Mantova, i luoghi della monaca pittrice della corte Gonzaga

Sulle tracce di Lucrina

 Sulle tracce di Lucrina  DCM-001
05 gennaio 2024

Vivo a Roma che è lastricata di sampietrini ma è l’acciottolato di Mantova che mi riporta alle radici. Mantua me genuit. Sul selciato anche con gli zoccoli si rischia di cadere, penso, mentre raggiungo la medievale chiesa di San Martino sulle tracce di suor Lucrina Fetti, la pittrice romana del Seicento. Siccome la chiesa è chiusa, vado a Piazza Sordello, la grande piazza di Mantova dedicata al poeta mantovano del xiii secolo Sordello da Goito, ed entro a Palazzo Ducale, la reggia dei Gonzaga, signori per secoli della città di Virgilio, protagonisti della storia italiana e europea: qui sono conservati anche alcuni dei suoi ritratti.

Essendo donna, e quindi ai tempi esclusa anche dalle accademie oltre che dall’autodeterminazione, è venendo a Mantova (nel 1614), e facendosi monaca qui nel prestigioso convento di Sant’Orsola, che Lucrina, nata a Roma attorno al 1590 con il nome di Giustina, rinasce a nuova vita e si afferma: grazie ai suoi dipinti diventa una delle personalità più significative del convento e delle più illustri della storia dell’arte italiana del Seicento. In un mondo che ostacolava la formazione delle donne Lucrina è un’eccezione. Una donna dal talento eccezionale la cui vita «testimonia tanto come pittrice che attraverso le sue risorse famigliari e i suoi diritti di proprietà, la possibilità per una monaca, nell’Italia del Seicento, di condurre attività sociali e artistiche influenti anche dall’interno del chiostro» come afferma Cynthia A. Gladen nel volume I monasteri femminili come centri di cultura fra Rinascimento e Barocco, a cura di Gianna Pomata e Gabriella Zarri, Edizioni di Storia e Letteratura.
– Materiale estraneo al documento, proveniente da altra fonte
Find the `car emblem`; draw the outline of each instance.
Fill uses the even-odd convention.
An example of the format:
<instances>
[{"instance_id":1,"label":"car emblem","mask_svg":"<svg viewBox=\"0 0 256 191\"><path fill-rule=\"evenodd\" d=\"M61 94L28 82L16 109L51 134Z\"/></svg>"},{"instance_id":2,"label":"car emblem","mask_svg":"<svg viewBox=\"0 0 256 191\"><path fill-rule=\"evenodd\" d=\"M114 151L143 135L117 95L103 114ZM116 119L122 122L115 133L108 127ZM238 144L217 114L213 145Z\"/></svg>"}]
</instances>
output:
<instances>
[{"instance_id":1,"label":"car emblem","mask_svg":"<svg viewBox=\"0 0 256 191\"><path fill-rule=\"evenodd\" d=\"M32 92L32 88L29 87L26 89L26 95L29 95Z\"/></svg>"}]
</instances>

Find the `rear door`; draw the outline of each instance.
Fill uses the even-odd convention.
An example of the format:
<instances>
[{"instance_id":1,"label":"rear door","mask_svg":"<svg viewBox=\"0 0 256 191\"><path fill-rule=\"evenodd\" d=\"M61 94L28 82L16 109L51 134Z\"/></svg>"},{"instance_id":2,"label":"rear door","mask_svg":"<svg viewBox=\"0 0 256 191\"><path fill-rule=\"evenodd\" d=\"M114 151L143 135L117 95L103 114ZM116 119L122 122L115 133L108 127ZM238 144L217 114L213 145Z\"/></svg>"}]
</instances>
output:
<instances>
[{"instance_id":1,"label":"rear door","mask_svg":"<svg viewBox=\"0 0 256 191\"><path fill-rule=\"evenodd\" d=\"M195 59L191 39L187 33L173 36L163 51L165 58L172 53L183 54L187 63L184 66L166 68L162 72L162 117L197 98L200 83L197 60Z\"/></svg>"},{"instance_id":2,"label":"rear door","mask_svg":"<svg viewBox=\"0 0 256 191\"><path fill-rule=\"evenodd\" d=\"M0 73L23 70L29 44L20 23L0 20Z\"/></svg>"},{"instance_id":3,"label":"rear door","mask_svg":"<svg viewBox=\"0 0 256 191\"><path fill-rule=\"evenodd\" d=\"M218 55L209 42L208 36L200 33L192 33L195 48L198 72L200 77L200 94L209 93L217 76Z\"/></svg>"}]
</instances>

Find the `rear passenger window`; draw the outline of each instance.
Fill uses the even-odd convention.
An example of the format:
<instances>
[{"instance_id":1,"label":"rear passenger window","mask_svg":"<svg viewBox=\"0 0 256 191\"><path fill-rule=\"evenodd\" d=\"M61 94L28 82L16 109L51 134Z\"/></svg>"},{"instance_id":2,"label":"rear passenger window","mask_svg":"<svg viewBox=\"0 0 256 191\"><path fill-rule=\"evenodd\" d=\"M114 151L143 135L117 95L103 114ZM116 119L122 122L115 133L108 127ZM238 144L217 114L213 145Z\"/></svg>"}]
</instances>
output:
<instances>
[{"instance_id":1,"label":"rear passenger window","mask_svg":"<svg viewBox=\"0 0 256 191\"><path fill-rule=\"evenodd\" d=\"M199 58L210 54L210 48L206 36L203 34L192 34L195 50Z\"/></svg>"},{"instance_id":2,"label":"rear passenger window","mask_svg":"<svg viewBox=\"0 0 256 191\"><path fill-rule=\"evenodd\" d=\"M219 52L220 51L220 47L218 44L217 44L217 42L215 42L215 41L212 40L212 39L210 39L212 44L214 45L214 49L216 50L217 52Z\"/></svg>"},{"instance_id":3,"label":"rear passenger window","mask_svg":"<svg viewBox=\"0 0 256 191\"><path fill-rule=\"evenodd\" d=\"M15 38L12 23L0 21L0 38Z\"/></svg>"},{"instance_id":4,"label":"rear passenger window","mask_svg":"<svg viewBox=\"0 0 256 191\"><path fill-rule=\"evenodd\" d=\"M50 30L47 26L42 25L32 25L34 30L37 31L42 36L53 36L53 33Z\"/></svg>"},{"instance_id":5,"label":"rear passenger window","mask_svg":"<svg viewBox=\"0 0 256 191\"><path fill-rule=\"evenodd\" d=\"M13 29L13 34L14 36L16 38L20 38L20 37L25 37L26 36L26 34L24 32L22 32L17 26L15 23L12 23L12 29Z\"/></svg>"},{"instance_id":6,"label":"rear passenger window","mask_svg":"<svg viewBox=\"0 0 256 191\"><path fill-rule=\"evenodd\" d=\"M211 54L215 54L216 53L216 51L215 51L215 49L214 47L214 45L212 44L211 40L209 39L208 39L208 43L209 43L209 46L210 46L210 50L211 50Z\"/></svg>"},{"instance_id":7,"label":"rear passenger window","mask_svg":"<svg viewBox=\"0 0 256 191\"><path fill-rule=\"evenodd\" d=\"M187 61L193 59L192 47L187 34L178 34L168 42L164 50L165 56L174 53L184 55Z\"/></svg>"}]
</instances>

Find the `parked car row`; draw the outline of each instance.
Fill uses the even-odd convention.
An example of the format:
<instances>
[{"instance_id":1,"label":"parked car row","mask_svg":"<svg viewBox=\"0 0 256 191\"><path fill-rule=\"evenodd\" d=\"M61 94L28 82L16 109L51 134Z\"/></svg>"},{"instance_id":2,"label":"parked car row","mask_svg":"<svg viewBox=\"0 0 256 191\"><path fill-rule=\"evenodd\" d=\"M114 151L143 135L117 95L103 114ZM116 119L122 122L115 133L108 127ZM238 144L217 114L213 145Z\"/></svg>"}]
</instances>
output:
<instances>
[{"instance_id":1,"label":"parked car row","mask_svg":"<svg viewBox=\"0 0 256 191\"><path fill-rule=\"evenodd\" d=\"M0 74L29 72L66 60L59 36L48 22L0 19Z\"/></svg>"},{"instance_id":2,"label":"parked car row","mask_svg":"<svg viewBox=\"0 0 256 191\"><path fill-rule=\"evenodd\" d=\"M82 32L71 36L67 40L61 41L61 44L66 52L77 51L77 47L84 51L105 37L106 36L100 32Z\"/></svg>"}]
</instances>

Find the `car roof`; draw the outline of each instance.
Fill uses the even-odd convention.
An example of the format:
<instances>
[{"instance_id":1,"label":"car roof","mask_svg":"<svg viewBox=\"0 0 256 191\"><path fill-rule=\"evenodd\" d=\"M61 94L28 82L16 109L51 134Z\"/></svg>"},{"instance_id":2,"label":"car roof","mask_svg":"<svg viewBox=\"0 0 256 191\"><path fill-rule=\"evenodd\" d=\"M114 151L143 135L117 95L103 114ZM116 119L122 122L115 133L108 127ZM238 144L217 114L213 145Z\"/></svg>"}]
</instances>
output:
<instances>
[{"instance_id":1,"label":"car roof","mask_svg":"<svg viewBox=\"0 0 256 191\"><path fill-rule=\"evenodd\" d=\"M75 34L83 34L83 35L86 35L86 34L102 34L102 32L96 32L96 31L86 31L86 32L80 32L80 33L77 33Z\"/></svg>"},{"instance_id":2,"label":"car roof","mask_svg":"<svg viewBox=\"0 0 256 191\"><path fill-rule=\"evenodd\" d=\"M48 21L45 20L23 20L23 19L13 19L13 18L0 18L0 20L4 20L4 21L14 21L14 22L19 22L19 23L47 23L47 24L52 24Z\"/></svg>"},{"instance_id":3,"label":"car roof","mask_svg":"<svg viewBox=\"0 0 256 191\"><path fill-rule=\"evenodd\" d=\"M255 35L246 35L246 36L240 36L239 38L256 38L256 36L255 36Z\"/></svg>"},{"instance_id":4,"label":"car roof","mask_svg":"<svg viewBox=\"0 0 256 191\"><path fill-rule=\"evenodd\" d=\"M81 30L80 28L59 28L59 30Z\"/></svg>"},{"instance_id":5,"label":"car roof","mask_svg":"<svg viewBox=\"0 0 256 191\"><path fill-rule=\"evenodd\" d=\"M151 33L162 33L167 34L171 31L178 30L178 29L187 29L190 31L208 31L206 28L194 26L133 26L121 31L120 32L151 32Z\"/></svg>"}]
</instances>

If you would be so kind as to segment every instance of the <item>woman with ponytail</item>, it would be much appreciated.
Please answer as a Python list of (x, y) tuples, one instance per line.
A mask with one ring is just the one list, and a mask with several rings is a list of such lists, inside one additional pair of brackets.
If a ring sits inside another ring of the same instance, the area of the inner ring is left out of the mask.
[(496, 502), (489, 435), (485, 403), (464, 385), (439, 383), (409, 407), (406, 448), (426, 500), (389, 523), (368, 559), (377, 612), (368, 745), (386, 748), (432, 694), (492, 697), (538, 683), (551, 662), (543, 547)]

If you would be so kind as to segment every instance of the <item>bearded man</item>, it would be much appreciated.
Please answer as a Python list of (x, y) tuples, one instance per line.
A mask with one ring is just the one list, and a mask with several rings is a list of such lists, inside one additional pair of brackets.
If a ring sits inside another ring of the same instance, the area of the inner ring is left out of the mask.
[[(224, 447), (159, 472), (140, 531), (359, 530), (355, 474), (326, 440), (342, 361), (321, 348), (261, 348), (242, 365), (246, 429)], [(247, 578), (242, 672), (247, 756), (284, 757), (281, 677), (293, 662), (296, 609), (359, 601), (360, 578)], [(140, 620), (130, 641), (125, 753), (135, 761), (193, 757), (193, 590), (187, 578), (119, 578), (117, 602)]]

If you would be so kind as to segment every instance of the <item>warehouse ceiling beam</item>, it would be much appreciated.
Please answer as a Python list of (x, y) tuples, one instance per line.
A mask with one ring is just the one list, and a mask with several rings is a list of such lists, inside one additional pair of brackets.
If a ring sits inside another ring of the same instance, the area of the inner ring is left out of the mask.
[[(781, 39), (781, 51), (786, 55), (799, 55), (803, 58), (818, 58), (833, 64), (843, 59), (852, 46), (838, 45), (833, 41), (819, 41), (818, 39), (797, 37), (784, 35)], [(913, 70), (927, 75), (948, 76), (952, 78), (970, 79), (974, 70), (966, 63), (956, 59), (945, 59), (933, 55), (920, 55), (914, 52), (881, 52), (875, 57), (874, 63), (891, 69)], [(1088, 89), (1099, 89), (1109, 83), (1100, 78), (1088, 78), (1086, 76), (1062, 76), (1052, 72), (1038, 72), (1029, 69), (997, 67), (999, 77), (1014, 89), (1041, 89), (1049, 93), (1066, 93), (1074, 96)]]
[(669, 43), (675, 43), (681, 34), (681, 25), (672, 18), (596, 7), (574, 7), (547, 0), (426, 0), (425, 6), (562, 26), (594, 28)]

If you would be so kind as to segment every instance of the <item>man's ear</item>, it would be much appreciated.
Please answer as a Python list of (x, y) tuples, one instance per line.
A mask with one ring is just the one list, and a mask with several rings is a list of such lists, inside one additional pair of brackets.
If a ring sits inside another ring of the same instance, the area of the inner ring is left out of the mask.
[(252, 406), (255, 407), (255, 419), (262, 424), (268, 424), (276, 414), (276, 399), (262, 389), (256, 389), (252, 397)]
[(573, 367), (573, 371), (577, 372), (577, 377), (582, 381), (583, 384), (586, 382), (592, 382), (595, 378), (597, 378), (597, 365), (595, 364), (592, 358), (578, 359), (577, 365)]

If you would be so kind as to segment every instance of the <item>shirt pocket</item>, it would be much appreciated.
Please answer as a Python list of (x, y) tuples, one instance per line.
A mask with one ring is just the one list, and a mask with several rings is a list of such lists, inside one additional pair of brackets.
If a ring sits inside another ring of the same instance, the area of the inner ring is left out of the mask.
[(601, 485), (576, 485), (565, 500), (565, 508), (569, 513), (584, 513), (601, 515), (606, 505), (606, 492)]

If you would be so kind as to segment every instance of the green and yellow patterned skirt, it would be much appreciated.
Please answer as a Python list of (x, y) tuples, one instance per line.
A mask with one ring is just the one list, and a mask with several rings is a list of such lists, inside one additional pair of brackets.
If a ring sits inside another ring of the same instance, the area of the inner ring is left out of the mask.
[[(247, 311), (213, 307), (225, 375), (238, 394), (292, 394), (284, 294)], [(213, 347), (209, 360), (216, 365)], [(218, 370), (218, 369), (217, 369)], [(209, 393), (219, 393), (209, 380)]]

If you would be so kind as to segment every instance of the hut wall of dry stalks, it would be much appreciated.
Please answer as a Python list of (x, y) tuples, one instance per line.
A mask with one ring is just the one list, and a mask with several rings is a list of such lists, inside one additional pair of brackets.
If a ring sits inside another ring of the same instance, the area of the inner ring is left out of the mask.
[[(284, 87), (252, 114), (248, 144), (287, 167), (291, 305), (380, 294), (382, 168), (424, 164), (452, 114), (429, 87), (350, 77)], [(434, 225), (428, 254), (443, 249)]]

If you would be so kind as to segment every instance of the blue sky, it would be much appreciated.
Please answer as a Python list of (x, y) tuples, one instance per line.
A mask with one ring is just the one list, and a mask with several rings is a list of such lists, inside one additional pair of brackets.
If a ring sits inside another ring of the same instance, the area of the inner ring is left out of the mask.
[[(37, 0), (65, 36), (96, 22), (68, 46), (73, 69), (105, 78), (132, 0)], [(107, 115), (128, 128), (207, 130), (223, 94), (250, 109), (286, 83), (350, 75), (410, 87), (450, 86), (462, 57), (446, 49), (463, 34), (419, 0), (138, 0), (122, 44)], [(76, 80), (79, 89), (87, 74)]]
A Palazzo Ducale ci sono parecchi ritratti della Fetti, quasi tutti in onore delle donne di casa Gonzaga che l’artista aveva visto crescere all’interno del convento. Una di queste è la principessa Eleonora Gonzaga, ritratta in occasione del suo matrimonio con l’imperatore Ferdinando d’Asburgo, nel 1622, in conseguenza del quale divenne imperatrice del Sacro Romano Impero, arciduchessa d'Austria, regina d'Ungheria e Boemia. E’ l’unico ritratto di Lucrina firmato e datato. Mi innamoro subito dei tendaggi rosa antico, che cascano abbondanti dal tavolo e dalla nuvola borgogna che Lucrina incastona all’angolo con il soffitto: in mezzo si erge come da un palco Eleonora avvolta nella sua veste maestosa di broccato intessuto di fili d’oro ornato da pizzi. Sul corsetto, discreto e possente come un gioiello antico si poggia il pendente con il monogramma asburgico. La corona imperiale che sta sul tavolo ma defilata nell’inquadratura, esce fuori pian piano dal buio e viene irradiata come la lettera di matrimonio indirizzata alla Sacra Maestà dell’Imperatrice Gonzaga, dall’oro e dal brunito del vestito. La postura, la mano appoggiata al petto, il mignolo alzato per dare movimento e soprattutto l’espressione molto realistica del volto di Eleonora mi rimandano però a tutto ciò che sta oltre la tela, al mondo del Sant‘Orsola, il convento fondato nel Seicento da Margherita Gonzaga e che fu una corte parallela a quella ducale. Tutte passate da lì le nobildonne dell’epoca, e mi sembra che quelle ritratte formino una galleria, siano l’espressione, l’apice e forse la celebrazione del metodo Sant’Orsola e di riflesso delle ambizioni politiche dei Gonzaga. Sui loro volti pochissimo belletto ma schegge di grazia, sapienza e bien vivre.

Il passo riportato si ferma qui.